Al LaCour serves as the nationwide Area Coordinator for Reformed University Fellowship’s international student ministry. After 30 years as a church planter and the senior pastor of four churches, Al now trains Christians to welcome international student into their homes and churches. Al loves to equip churches and campus ministries to “welcome the nations and equip kingdom ambassadors.”
Memorable encounters during my two trips in China have given me lenses through which to interpret life-changing experiences with Chinese friends and their culture.
My first trip to China was a brief one. A team of members from my church asked me, as their pastor, to visit and teach alongside them as they served students on a university campus in China. Before this first trip, in the spring of 2002, a friend gave me a travel journal that displayed Chinese calligraphy on the cover. On front one read the Chinese character for wisdom, 智慧. This became my prayer, along with “God, give me the eyes to see, to observe, and to learn wisdom from personal interactions with the Chinese.”
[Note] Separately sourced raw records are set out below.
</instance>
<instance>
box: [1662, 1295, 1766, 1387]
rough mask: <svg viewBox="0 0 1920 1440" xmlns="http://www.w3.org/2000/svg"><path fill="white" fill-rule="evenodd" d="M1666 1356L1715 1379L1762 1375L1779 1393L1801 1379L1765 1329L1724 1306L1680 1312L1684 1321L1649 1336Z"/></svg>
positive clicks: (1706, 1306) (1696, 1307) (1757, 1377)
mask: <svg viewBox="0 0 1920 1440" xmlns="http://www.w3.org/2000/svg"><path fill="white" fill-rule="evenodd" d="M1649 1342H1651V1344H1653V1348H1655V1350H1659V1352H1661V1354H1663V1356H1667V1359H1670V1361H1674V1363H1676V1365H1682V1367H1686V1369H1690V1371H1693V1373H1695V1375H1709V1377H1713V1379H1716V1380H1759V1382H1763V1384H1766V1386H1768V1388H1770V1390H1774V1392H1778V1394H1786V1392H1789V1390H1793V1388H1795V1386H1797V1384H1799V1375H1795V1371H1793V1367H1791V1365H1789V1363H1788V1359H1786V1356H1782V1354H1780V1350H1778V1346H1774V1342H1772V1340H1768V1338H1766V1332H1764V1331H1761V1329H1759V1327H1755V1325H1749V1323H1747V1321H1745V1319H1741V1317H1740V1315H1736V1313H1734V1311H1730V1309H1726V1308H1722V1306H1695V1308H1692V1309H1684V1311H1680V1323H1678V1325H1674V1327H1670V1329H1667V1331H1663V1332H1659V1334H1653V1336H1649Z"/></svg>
My ten days in China included a visit to a Buddhist temple. As I watched elderly Chinese lift their grandchildren to touch the ornate doors of the temple, one team member described this as a “double crime scene.” Human hearts were being robbed of the knowledge of God; God was robbed of rightful worship. But to me, this was also a vivid picture of a spiritual vacuum. The elderly, pre-revolutionary Chinese wanted their grandchildren to touch some spiritual reality. This vacuum only became clearer during my tearoom conversations with college students. A rising generation in China hungered for more than education and materialism.
After I returned from China, I led my congregation into the China Partnership. A number of church members became involved with international students. One member, a graduate student who had served in China, phoned me to say, “Pastor, I’ve just met two Chinese PhD students on the campus shuttle. They are as open to the gospel as any of the undergraduates I met in China – and they will become university professors!” To make a long story short, by 2004, I was full-time involved in international student ministry with Reformed University Fellowship (RUF). Not for the last time, the Chinese had changed my life and my ministry calling.
As I built support for my work, I asked a pastor outside of my denomination if his church would support global-local world missions. He said, “If you had asked me three months ago, I would have honestly answered, ‘No.’ But I’ve just returned from China where I met a leader who supervises hundreds of house churches. I asked him, ‘How can the American church help the church in China?’ He said, ‘Don’t come – you may get deported, but we will go to jail. Don’t send money – it’s considered foreign-devil money. But do pray: God is at work in China. And do reach Chinese students who come to the USA – the church in China desperately needs well-educated Christian leaders.”
After four years with RUF International, my wife and I were invited to visit the cities and campuses of eight Chinese professors and research scholars we had welcomed into our lives at Georgia Tech. Our 2008 China trip was extensive – 24 days. Chinese friends we had earlier welcomed into our lives and homes now served as our hosts among their families and in eight cities. Once again, I prayed for wisdom. But, this time, in a more specific way: “Lord, show me the most effective ways to reach China and the Chinese for your kingdom and to grow Christ’s church.” Once again, God answered that prayer through at least three memorable encounters.
While in Beijing, in the Forbidden City, I visited rooms memorializing Matteo Ricci and his younger protégés, who were the first Jesuit missionaries to China. They were the most accomplished astronomers at the Imperial Court, successfully predicting solar eclipses that were considered auspicious events. In 1601, Ricci was invited to be an adviser to the Imperial Court, the first Westerner to be invited into the Forbidden City.
While in the ancient capital of Xi’an, I visited the museum that houses the Nestorian Stele. This Tang monument was erected in AD 781 to document the first 150 years of Christianity in China. The stele is inscribed with the names of Syriac messengers who brought the “Luminous Religion” – the religion of light – to China in AD 635. These westerners may not have been vocational missionaries, but traders doing business using the ancient Silk Road network.
While in the southern capital of Nanjing, I visited the home, now a museum, of John Rabe, the German head of the Siemens Corporation in China before and during the Japanese invasion, the “Rape of Nanjing.” As a former Hitler Youth and ostensibly an Axis “ally” of the Japanese, Rabe used his influence to not abandon his lifelong Chinese friends and employees. He refused evacuation with other German nationals. Instead, Rabe worked with a small group of Western missionaries to set up the Nanjing Safety Zone, where hundreds of thousands of Chinese women and children found safety and refuge. Rabe’s letter to Berlin to alert Hitler of the atrocities his Japanese allies were committing was intercepted by the SS. Rabe was deported home.
What wisdom, 智慧, did I gain from this second trip? I realized that some of the most effective ways to reach China and the Chinese are not vocational missionary efforts, but through: 1) scientific exchanges (hence, ministry among international students and scholars); 2) business and trade exchanges; and 3) western expatriate professionals in China who love their Chinese friends to such an extent that they will risk their own lives to save them.